災害の影
天使が去った後、ムギニはすぐに緊急会議を召集した。
アルカディアの主だった幹部たちが集まり、魔王マンタティクスと共に、デスフェニックスの襲来に備えるための対策を話し合う。
会議室の中、空気は緊張で張り詰めていた。
ムギニが話を切り出す。
「天使様が言った通り、デスフェニックスが3日後にここを通過する、皆、その脅威を理解しているな?」
幹部たちは神妙な面持ちで頷いた。
エスも真剣な表情で話を聞いているが、ハルカはその様子に圧倒されながらも、デスフェニックスという名が持つ恐怖をまだ完全には理解していなかった。
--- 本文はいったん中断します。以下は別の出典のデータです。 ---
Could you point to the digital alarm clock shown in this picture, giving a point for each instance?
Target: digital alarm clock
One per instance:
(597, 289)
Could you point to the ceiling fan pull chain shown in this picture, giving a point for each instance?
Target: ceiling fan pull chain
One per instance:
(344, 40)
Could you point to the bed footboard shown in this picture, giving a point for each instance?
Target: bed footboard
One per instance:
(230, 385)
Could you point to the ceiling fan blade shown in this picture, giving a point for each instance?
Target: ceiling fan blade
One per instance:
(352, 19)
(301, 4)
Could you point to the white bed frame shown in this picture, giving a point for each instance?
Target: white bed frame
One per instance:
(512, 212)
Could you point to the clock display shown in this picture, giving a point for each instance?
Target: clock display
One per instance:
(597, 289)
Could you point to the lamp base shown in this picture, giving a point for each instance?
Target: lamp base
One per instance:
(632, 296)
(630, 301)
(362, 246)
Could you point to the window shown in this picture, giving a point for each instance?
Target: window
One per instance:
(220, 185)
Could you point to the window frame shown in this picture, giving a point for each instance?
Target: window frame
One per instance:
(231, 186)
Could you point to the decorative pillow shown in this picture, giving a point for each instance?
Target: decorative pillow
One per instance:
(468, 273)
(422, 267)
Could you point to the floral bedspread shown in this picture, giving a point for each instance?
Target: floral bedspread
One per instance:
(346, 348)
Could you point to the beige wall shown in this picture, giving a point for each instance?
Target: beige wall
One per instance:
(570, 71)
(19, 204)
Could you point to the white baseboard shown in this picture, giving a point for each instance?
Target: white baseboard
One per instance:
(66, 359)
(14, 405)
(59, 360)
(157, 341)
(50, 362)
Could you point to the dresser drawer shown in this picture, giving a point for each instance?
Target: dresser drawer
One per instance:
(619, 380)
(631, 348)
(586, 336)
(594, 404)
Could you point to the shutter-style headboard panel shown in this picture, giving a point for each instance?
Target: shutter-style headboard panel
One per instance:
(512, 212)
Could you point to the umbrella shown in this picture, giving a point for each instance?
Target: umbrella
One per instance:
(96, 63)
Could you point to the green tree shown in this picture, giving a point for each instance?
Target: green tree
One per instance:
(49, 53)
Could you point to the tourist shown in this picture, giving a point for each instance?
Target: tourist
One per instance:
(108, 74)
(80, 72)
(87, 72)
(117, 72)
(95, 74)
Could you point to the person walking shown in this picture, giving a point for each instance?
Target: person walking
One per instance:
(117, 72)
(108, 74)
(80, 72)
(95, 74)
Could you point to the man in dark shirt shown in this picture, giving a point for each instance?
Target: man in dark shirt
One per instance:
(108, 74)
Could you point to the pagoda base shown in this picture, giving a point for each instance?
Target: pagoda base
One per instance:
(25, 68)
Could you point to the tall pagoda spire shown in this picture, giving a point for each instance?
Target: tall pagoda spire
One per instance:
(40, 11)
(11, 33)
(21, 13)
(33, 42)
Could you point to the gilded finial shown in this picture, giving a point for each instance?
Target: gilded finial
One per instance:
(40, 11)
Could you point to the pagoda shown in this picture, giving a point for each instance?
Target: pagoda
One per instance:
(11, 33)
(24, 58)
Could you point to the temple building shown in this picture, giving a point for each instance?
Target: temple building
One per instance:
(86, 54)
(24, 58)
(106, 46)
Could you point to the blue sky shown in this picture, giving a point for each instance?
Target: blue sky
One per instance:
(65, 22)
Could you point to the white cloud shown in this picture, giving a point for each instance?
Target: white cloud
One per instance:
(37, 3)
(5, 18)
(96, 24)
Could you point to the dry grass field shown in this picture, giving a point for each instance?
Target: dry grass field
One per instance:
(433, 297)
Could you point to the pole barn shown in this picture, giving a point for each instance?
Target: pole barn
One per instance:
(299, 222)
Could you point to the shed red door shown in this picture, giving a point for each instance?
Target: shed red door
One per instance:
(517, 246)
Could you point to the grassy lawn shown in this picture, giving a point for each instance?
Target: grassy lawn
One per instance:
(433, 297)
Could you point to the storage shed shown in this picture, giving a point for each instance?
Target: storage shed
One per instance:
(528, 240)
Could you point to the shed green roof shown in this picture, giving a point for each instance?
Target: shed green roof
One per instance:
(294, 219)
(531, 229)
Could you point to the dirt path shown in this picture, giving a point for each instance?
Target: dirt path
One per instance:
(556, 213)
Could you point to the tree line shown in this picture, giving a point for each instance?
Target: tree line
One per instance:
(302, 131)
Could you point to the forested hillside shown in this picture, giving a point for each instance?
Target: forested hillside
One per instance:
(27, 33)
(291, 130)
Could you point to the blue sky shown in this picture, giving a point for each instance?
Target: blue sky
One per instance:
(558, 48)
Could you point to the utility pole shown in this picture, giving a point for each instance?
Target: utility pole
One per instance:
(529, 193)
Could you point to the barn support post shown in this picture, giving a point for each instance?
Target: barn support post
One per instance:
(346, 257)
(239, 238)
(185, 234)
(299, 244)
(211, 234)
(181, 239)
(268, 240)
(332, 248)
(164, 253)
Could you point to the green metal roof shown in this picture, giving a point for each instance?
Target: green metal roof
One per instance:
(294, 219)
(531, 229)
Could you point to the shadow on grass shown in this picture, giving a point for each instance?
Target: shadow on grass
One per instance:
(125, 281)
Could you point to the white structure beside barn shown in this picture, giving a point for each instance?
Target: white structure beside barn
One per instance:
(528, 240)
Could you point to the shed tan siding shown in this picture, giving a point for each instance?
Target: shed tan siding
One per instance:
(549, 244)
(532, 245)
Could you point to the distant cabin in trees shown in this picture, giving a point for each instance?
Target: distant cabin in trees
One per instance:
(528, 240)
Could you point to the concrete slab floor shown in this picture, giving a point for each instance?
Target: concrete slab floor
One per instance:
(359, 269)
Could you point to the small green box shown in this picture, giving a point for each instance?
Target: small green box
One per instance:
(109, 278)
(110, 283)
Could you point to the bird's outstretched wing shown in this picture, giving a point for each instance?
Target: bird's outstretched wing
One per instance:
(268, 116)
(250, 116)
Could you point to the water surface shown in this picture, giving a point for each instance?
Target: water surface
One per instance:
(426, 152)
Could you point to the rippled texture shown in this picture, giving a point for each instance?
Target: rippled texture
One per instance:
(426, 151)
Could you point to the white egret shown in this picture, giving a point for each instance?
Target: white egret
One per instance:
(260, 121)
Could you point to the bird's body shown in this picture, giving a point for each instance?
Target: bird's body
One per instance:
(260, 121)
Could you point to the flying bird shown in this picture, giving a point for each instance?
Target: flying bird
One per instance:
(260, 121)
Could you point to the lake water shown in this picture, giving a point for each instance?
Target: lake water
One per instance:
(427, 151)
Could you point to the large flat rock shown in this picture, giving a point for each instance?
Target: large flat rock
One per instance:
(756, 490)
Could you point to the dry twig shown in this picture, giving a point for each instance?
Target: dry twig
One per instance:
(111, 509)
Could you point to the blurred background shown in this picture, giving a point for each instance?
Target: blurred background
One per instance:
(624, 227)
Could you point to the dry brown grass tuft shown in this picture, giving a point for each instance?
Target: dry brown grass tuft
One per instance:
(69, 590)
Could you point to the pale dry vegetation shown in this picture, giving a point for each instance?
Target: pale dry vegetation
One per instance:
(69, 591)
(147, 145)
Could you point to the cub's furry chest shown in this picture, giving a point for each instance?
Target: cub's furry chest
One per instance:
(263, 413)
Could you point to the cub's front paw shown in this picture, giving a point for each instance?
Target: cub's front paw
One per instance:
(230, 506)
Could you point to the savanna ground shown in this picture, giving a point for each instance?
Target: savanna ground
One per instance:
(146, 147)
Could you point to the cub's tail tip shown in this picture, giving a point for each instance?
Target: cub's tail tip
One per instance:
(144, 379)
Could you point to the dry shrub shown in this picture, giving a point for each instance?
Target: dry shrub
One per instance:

「デスフェニックス……それって一体どんな災害なの?」
ハルカが疑問を口にすると、ムギニが説明を始めた。
「デスフェニックスは伝説の存在で、災害として知られている、通過するだけで周囲がマグマになり、全てが焼き尽くされる……それに、これは噂だが、奴は羽が一枚でも残っていれば再生するらしい」
ハルカはその話に驚愕し、目を見開いた。
「そんな……どうやって対処すればいいの?」
ムギニはため息をつき、重々しく答えた。
「災害というのは地震や台風と一緒……自然現象だ」
「そんな……」
「だが、我が魔王様も災害認定された程の実力の持ち主だ!」
みなそこで一斉にマンタティクスを見ると、静かに口を開いた。
「手はある……」
その言葉に幹部達は安堵の声をあげていた。
「だが、大量の魔力が必要になる……お前達は少しでも多く住民達に声をかけ戦う意志のあるものを集めろ」
「「「「御意」」」」
幹部たちはそれぞれの持ち場での準備を確認し、全力で対応に向かった。
「俺たちも準備をするぞ」
エスがそう言って部屋を出ようとすると__
「人間の女、話がある」
「え?」
ハルカだけ止められる。
「お前だけ残れ」
「……」
エスはハルカの肩を叩き、部屋を出て行った。
「な、なんでしょうか」
「……」
重い雰囲気が漂い、ハルカの頬から汗が流れる。
しばらく沈黙が続き、マンタティクスは言葉を発した。